Multitask Peer Prediction With Task-dependent Strategies

Yichi Zhang, Grant Schoenebeck

7 citations

Abstract

Peer prediction aims to incentivize truthful reports from agents whose reports cannot be assessed with any objective ground truthful information. In the multi-task setting where each agent is asked multiple questions, a sequence of mechanisms have been proposed which are truthful — truth-telling is guaranteed to be an equilibrium, or even better, informed truthful — truth-telling is guaranteed to be one of the best-paid equilibria. However, these guarantees assume agents’ strategies are restricted to be task-independent: an agent’s report on a task is not affected by her information about other tasks. We provide the first discussion on how to design (informed) truthful mechanisms for task-dependent strategies, which allows the agents to report based on all her information on the assigned tasks. We call such stronger mechanisms (informed) omni-truthful. In particular, we propose the joint-disjoint task framework, a new paradigm which builds upon the previous penalty-bonus task framework.

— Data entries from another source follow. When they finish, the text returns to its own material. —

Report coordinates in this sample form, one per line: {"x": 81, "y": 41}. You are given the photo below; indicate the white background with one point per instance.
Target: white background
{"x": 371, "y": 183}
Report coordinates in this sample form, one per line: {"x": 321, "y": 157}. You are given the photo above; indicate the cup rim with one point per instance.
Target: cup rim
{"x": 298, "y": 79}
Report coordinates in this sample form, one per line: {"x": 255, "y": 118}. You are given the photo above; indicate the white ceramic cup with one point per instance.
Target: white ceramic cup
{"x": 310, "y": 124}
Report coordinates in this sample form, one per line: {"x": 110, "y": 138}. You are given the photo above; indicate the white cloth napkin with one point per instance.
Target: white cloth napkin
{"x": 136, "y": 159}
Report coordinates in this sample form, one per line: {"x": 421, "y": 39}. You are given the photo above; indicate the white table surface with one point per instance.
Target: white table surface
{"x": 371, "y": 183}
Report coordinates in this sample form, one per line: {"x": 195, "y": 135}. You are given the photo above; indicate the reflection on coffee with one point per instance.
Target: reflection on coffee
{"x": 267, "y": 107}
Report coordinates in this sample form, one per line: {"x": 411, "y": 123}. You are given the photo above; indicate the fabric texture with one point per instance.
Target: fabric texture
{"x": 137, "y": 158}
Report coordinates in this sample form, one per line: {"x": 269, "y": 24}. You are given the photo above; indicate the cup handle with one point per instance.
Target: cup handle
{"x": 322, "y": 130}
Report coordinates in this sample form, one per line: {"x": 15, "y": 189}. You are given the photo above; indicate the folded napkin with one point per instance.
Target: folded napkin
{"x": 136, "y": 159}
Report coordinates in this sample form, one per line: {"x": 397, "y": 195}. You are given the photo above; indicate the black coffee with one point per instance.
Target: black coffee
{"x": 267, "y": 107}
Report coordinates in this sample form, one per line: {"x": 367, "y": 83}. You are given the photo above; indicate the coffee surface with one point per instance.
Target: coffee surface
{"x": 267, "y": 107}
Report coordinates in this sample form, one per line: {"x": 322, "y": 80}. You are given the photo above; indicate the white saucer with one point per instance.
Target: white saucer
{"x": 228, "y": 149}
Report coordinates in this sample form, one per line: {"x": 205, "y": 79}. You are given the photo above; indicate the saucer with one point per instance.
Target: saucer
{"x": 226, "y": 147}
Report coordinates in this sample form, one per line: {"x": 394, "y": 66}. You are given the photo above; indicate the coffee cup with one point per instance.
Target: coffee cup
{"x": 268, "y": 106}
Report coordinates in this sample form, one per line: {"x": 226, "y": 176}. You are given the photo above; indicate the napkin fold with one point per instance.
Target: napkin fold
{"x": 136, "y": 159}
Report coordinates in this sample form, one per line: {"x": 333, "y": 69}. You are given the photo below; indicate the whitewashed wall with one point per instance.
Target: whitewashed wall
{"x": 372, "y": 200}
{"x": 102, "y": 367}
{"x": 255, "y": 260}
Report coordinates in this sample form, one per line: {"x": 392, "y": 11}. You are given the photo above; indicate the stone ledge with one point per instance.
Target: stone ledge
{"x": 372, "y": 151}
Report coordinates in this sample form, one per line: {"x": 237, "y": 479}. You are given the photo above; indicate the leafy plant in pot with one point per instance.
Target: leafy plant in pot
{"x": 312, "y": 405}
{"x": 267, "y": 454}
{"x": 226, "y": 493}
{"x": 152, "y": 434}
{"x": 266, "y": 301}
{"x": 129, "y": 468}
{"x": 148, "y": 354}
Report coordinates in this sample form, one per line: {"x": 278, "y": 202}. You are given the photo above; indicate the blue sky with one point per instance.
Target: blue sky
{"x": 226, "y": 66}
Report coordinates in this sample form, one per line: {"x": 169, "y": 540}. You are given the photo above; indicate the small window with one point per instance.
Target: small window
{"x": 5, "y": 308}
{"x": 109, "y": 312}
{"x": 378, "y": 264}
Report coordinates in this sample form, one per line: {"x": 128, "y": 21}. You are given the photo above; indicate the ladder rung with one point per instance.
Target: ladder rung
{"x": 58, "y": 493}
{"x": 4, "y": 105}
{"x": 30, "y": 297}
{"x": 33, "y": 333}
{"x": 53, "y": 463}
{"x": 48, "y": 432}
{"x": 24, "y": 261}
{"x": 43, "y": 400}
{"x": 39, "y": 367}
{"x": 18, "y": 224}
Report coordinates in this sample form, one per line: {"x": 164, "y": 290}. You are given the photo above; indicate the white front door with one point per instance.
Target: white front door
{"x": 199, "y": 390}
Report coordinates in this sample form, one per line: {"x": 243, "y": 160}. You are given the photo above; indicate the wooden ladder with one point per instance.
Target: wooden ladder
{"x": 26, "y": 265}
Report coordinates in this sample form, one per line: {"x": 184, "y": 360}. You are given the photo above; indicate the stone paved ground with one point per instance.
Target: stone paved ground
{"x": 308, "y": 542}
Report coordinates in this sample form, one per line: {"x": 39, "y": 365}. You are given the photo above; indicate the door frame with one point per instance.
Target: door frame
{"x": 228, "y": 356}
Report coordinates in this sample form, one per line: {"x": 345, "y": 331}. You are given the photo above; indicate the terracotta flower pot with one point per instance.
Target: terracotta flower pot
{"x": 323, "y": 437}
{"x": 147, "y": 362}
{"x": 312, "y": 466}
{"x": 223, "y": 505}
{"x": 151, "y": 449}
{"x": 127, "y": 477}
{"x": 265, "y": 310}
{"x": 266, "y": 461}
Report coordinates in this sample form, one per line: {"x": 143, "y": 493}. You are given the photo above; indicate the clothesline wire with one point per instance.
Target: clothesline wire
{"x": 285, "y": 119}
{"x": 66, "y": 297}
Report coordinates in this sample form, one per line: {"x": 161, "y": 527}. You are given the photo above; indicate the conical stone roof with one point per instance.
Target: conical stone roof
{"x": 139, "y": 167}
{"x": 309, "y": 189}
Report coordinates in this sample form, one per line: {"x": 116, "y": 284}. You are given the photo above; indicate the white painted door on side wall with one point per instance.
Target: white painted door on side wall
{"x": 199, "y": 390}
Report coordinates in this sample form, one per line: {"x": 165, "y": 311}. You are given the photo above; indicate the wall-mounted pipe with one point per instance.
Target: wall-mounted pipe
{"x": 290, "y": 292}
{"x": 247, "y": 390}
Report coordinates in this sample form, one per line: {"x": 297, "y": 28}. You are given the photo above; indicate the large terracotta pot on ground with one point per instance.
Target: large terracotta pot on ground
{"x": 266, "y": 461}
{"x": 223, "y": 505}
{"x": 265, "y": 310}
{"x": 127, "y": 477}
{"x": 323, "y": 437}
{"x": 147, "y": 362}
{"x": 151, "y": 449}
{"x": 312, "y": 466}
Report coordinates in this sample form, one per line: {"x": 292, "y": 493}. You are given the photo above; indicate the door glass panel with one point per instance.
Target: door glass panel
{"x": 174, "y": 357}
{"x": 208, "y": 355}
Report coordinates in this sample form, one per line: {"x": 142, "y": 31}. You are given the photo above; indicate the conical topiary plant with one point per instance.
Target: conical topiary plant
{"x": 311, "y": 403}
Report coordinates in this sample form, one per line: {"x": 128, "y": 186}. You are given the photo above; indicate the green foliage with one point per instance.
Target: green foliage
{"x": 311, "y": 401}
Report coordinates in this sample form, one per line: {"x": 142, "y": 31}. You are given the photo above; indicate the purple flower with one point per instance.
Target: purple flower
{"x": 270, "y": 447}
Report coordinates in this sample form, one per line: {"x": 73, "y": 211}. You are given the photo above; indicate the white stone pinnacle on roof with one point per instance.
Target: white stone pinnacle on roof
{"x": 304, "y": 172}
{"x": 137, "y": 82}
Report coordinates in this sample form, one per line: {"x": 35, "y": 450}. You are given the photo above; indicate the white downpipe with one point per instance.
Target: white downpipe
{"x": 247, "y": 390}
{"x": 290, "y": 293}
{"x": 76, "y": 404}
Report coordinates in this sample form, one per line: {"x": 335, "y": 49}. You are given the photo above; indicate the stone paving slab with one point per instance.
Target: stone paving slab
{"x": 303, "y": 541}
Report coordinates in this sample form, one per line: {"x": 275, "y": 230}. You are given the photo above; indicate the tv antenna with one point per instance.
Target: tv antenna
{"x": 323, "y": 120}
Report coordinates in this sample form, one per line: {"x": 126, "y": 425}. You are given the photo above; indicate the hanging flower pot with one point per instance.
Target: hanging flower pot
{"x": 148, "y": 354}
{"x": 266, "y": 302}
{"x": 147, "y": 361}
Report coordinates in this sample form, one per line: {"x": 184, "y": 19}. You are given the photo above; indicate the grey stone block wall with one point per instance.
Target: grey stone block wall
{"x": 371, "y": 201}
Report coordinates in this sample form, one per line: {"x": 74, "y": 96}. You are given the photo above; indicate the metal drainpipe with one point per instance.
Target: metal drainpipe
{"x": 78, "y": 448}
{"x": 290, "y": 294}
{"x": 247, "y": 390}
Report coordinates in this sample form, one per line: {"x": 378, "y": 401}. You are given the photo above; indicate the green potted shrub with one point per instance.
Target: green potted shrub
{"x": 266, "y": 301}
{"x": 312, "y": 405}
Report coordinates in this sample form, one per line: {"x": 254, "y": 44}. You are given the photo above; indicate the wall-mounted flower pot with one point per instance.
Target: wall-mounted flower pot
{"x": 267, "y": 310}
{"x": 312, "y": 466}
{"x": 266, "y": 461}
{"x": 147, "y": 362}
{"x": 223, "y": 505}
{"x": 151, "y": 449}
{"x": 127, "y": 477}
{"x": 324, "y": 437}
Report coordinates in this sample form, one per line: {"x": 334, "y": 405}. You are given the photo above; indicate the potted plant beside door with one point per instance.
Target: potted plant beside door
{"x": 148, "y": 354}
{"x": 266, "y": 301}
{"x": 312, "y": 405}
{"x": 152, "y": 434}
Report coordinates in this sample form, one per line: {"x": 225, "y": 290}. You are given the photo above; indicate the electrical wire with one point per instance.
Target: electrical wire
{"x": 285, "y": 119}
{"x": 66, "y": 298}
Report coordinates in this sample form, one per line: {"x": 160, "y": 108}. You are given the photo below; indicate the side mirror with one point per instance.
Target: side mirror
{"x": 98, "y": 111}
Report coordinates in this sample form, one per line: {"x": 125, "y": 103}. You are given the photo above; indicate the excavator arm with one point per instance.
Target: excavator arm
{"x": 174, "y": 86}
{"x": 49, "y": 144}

First, we show a natural reduction from mechanisms in the penalty-bonus task framework to mechanisms in the joint-disjoint task framework that maps every truthful mechanism to an omni-truthful mechanism. Such a reduction is non-trivial as we show that current penalty-bonus task mechanisms are not, in general, omni-truthful. Second, for a stronger truthful guarantee, we design the matching agreement (MA) mechanism which is informed omni-truthful. Finally, for the MA mechanism in the detail-free setting where no prior knowledge is assumed, we show how many tasks are required to (approximately) retain the truthful guarantees.